The New York state primary is scheduled for June 23. The eventual GOP nominee should begin as a favorite to hold the seat.


As has been speculated upon for a number of weeks, veteran Texas Rep. Mac Thornberry (R-Clarendon/Amarillo) announced that he will not seek a 14th term next year saying simply that “for everything there is a season, and I believe that the time has come for a change. Therefore, this is my last term in the U.S. House of Representatives.”

Thornberry represents the strongest Trump district in the United States. The president scored an 80-17 percent victory over Hillary Clinton here in 2016. Mitt Romney posted a similar 80-19 percent spread in 2012 against Barack Obama. Thus, there is little doubt that Rep. Thornberry’s replacement will come from the Republican primary.

Over the course of his long 26-year congressional career, Thornberry averaged 78.1 percent of the vote in his 13 elections, and 80 percent in his dozen re-election campaigns. Already, Amarillo City Councilwoman Elaine Hays (R) and Josh Winegarner, the government relations director for the Texas Cattle Feeders Association, are confirming that they are considering entering the open race.

Thornberry becomes the sixth Texas Republican House member to announce that he won’t seek re-election in 2020. Nationally, there are now 23 open House districts, 18 of which come from the Republican side.

The 13th CD occupies the Texas Panhandle, stretching from the Oklahoma Panhandle border along the Red River all the way through Wichita Falls and close to the outer Dallas-Ft. Worth suburbs. The district includes 39 counties and parts of two others. Amarillo is the district’s largest city, which touches two counties, Potter and Randall. Together, the region houses about 240,000 people.
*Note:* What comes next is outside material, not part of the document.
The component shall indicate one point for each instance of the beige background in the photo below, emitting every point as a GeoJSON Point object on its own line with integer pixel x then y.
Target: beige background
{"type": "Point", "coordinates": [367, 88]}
Wichita Falls, in a county of 131,000 is the second largest population center.

Texas has scheduled its state primary concurrently with the Super Tuesday presidential primary on March 3. If no candidate secures a majority, a run-off election will occur for the respective party contenders on May 26. The candidate filing deadline is Dec. 9, so we will know in relatively short order exactly how the candidate field will take shape.